«Сэвил-роу
Дела мои устраиваются таким образом, что 150 фунтов будет достаточно для устранения всех трудностей. Я совершенно разорен и убит горем... Судебные приставы собираются вывесить из окна ковры, ворваться в комнату миссис Шеридан и забрать меня — ради бога, приходите».
Наутро Мур с Роджерсом отправляются на Сэвил-роу. Слуга сообщает им, что в ближайшую ночь Шеридану ничего не грозит, но уже завтра на доме будут расклеены объявления о распродаже с молотка описанного имущества. Мур приносит деньги, и расправа отменяется. Заглянув затем к Шеридану, Мур находит, что тот бодр, приветлив, радушен и, как всегда, полон оптимизма: рассуждает о доходах, которые принесет последнее издание его драматических произведений, выражает уверенность, что легко устроил бы все свои дела, если бы мог подняться с постели.
Наступает июнь. Шеридану становится все хуже, и вновь ему грозят расправой судебные приставы. Помощник шерифа собирается арестовать его прямо в постели и доставить, завернутого в одеяла, в долговую тюрьму — только благодаря вмешательству доктора Бейна, старого друга Шеридана, эту возмутительную акцию удается предотвратить. Бейн предупреждает судебного пристава, что больной не перенесет дороги, и тогда он возбудит против пристава судебное дело о преднамеренном убийстве. Тем не менее помощник шерифа продолжает распоряжаться в доме Шеридана. В конце концов газета «Морнинг пост» выступает со статьей в защиту Шеридана, написанной старым его противником: «Я за жизнь и помощь, против Вестминстерского аббатства и похорон». Этот призыв находит широкий отклик, и весь высший свет толпой устремляется на Сэвил-роу. Но подлинными друзьями Шеридана по-прежнему остаются в момент последнего кризиса Питер Мур и Сэмюэл Роджерс.
К середине июня состояние здоровья Шеридана становится угрожающим. Еще через неделю больной начинает бредить. Он почти не может есть. Лицо его конвульсивно дергается. Однако к концу месяца Шеридан опять приходит в сознание. Он посылает за сыном, беседует с женой. В один прекрасный день ему наносит визит леди Бессборо. Сидеть ей приходится на сундуке, в котором драматург хранит свои сочинения. Шеридан спрашивает, как, по ее мнению, он выглядит. Она отвечает, что глаза его блестят по-прежнему. Тогда он пугает ее, говоря, что они уже устремлены в вечность. Он берет ее руку, крепко стискивает ее в своих ладонях и говорит, что этим рукопожатием он подает ей тайный знак: теперь она может быть уверена в том, что, если это возможно, он придет к ней после смерти. Леди Бессборо испуганно лепечет, что он преследовал ее всю свою жизнь, а теперь хочет продолжать преследование и за гробом; зачем ему это? «Затем, — отвечает Шеридан, — что я хочу заставить вас помнить обо мне». Он продолжает запугивать свою гостью, пока она не уходит, объятая ужасом. Незадолго до смерти он просит передать ей, «что его глаза останутся такими же блестящими, когда будут смотреть в крышку гроба».
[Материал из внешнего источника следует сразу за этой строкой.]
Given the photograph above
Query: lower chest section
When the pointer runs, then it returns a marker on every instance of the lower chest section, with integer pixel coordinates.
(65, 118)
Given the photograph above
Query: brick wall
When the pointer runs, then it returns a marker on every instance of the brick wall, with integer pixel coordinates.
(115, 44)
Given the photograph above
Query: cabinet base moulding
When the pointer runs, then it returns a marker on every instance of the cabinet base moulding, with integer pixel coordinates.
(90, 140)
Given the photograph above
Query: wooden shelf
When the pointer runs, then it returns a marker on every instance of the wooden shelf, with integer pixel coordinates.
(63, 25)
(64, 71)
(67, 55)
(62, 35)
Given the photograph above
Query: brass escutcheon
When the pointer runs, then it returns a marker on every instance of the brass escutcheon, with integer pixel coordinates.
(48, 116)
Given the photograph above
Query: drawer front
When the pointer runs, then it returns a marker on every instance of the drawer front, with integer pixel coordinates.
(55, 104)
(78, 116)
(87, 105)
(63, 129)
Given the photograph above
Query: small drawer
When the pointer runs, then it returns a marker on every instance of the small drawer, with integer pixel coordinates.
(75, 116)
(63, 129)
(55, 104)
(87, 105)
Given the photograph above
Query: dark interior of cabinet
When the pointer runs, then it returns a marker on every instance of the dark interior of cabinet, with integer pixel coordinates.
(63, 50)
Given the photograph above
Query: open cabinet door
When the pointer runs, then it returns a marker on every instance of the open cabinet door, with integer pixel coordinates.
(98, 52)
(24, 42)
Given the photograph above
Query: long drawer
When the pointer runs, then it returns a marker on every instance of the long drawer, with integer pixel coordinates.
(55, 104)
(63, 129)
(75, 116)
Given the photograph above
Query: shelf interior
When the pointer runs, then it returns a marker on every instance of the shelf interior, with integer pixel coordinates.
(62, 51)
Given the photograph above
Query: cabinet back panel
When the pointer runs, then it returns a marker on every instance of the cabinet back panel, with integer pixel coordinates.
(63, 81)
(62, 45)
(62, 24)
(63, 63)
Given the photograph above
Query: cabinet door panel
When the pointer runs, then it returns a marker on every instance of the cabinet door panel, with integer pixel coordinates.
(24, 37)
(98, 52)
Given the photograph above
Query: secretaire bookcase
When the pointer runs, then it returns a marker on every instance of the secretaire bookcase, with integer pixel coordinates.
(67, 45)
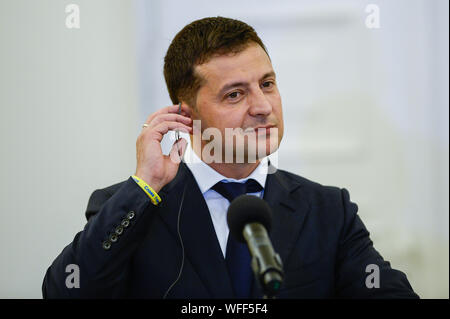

В четверг, 4 июля, Шеридану подкладывают под спину подушки, чтобы он смог полулежа проститься с женой. Их оставляют одних; выходит она от него с искаженным страданием лицом. На следующий день является епископ Лондонский, чтобы прочесть над умирающим молитву. Каким-то светским дамам епископ говорит, будто Шеридан горячо молился вместе с ним, но лорду Холланду и Роджерсу он признается, что Шеридан был слишком слаб, чтобы молиться. Ночью больной спит спокойно и назавтра, в субботу, даже находит в себе силы коротко побеседовать с друзьями. Миссис Шеридан снова садится у его изголовья и разговаривает с ним. Расстаются они около полуночи.
В воскресенье Питер Мур дежурит на Сэвил-роу. Около одиннадцати часов, когда в церквах отзвонили колокола и последние звуки благовеста таяли в воздухе, он направляется по Сент-Джеймс- стрит к клубам Уайта и Брукса, чтобы сообщить их членам печальную новость: Шеридан умирает. «Прощайте», — шепчет больной, погружаясь в предсмертное забытье. В полдень, с боем часов на башне Сент-Джорджа, Шеридан засыпает вечным сном.
Похороны назначают на субботу. Погребение, как известно заранее, должно совершиться в Вестминстерском аббатстве. Близкие Шеридана надеются, что, согласно воле покойного, его положат среди государственных деятелей, бок о бок с Фоксом. По какой-то неизвестной причине сделать это не разрешают. Возможно, вмешались вигские лидеры, вознамерившиеся помешать «профанации». Принимается решение, что прах Шеридана будет покоиться рядом с могилой Гаррика, напротив памятника его старому другу и сотоварищу доктору Голдсмиту.